In a workplace that includes employees and independent contractors, sorting out liability issues seems daunting. In general, in businesses with more than 15 employees, those employees have the right to sue for harassment under federal law. Independent contractors represent a much lower risk of litigation exposure to broker-owners, Lieb says. That’s because brokers aren’t generally liable for harassment of an independent contractor under federal law unless it can be proved that the contractor has been misclassified and has limited control over hours, tools, and other aspects of the work relationship. However, local civil rights ordinances may not exempt brokers from liability with independent contractors, so the advice of an experienced attorney is crucial, Lieb adds.
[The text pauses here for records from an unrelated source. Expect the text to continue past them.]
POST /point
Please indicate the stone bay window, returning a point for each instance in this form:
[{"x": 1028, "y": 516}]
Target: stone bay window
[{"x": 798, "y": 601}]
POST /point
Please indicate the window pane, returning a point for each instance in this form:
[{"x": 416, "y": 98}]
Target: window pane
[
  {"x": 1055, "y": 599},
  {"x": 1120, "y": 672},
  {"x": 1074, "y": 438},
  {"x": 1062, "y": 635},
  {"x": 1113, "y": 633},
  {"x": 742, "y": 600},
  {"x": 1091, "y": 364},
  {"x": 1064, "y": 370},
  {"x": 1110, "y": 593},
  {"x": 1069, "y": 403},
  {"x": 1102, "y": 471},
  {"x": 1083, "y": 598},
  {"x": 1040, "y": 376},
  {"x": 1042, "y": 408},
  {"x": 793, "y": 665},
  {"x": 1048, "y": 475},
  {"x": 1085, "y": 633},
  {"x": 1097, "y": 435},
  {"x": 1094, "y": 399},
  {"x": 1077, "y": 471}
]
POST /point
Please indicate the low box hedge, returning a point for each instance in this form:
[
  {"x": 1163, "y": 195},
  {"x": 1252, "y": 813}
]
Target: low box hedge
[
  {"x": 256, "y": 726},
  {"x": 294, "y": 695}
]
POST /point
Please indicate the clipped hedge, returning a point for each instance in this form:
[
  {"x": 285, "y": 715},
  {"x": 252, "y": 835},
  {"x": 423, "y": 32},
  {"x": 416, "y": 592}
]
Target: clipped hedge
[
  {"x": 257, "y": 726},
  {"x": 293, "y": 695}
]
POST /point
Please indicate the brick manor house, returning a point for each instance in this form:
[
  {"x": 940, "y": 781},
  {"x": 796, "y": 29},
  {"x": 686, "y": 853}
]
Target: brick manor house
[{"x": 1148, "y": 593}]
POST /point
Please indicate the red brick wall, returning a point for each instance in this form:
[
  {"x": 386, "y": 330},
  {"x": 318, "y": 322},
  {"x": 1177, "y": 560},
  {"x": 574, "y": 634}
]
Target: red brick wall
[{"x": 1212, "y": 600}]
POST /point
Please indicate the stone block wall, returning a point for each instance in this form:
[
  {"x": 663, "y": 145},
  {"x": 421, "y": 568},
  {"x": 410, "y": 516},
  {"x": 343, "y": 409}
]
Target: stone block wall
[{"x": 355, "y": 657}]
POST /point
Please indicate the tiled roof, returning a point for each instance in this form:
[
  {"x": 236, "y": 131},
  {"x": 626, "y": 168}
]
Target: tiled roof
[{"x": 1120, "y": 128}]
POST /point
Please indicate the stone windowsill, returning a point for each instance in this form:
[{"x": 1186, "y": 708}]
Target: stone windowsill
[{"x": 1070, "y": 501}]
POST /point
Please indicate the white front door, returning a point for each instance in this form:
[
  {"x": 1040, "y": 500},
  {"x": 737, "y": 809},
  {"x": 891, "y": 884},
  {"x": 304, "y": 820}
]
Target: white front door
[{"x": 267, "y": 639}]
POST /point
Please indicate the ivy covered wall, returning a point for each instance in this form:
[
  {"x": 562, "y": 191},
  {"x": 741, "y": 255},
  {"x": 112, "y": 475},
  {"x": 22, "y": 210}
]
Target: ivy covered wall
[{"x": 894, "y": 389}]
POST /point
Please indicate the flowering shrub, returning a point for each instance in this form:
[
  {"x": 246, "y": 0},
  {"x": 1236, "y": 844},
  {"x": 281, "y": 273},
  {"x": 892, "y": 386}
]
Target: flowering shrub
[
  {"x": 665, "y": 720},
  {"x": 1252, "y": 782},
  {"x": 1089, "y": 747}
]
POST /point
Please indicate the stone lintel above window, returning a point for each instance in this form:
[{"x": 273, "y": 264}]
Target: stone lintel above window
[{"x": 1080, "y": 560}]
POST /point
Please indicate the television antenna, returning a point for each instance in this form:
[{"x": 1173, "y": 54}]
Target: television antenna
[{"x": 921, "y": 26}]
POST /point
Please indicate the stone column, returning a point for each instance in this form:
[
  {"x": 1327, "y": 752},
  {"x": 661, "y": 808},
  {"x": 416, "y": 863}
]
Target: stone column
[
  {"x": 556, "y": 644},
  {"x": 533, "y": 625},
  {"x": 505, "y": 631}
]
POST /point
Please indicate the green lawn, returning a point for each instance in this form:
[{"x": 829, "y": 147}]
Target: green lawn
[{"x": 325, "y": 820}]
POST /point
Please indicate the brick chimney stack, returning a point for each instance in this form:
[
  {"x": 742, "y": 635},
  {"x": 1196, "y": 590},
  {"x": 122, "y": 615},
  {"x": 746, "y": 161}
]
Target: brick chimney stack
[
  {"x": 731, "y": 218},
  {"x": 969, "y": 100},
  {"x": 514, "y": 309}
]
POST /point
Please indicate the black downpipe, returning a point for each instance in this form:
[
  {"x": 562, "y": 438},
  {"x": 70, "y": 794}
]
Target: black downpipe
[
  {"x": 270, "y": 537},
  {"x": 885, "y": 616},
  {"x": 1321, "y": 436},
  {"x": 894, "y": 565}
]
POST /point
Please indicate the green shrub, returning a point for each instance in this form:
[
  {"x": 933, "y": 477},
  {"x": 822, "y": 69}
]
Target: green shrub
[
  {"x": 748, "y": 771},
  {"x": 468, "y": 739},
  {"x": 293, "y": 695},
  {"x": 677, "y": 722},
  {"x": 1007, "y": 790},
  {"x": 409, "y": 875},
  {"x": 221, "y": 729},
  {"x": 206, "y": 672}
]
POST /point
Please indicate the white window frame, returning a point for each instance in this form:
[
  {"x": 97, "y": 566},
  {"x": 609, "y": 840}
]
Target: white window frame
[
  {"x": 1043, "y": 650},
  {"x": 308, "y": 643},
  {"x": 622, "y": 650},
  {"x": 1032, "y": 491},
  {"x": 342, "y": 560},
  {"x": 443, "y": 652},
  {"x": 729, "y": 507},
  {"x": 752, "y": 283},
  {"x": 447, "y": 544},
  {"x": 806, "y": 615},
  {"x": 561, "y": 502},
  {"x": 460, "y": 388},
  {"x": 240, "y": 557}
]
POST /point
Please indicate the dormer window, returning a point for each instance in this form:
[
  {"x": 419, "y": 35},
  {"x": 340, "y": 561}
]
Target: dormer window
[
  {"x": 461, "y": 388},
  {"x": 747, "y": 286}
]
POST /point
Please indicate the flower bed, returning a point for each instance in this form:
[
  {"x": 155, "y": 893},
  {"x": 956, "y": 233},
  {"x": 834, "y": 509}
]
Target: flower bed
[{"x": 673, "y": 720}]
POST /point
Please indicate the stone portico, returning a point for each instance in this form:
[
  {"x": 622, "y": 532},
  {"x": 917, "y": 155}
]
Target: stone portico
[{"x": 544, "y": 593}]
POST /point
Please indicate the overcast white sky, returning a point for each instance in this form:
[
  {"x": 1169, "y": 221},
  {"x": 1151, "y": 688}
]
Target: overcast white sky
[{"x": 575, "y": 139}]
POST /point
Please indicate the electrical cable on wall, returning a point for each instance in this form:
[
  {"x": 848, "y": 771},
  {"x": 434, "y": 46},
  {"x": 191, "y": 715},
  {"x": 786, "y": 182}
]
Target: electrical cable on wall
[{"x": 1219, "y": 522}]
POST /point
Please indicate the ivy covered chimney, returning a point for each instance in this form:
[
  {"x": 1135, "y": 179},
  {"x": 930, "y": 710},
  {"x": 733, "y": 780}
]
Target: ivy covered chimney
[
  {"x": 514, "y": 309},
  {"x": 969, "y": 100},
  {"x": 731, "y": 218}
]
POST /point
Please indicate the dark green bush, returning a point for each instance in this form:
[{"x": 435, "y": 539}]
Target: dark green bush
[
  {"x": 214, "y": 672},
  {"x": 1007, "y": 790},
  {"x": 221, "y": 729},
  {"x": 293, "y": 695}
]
What if the alleged harasser is an independent contractor? If it’s an employee who has made the complaint, the independent contractor’s status will not necessarily protect a brokerage from liability. In comparable lawsuits filed by hospital workers who alleged harassment by contract physicians, courts have found that employers have a duty to protect employees from sexual harassment by third parties. If it’s an agent complaining of harassment by another agent, the grievance should never be ignored, for business and ethical reasons if not legal ones, Lieb says. “Focus on making your workplace inclusive, where everyone feels respected.” A policy should be in place that specifies reporting and investigation procedures.
Aydt says sexual harassment training should be part of orientation and a continuing topic of discussion. It also reinforces an ethical obligation expressed in Article 10 of the REALTORS® Code of Ethics, which forbids discrimination based on race, sex, or other protected categories. The National Association of REALTORS® offers a model policy for brokerages, which includes steps for handling complaints. Complainants should receive an assurance against retaliation and a penalty for false reports.
Policies establish legal rights and responsibilities, but training communicates the importance of respect and professionalism and ensures that people understand the policies and complaint procedure, says Lieb, which can prevent people quitting out of frustration. “It’s one way to communicate a respectful office culture,” Lieb says.
Real estate companies need to be prepared to handle these problems, says broker-associate Brooke Wolford of BRIX Real Estate in Minneapolis, a 17- year veteran. Wolford had an incident years back with a colleague who made no secret he wanted to date her. When he wouldn’t back off, things became uncomfortable, she says. “There was no one to complain to, and I didn’t think they’d back me up because he was a top seller.” Her solution was to leave. Wolford thinks if the problem cropped up today, she’d be more likely to go through office channels.
To keep issues from escalating, managers should hold moderated meetings where agents and staff can discuss what it means to be respectful and identify barriers to be overcome. Leading by example in communications and demeanor sets the professional expectations that apply to everyone affiliated with an office.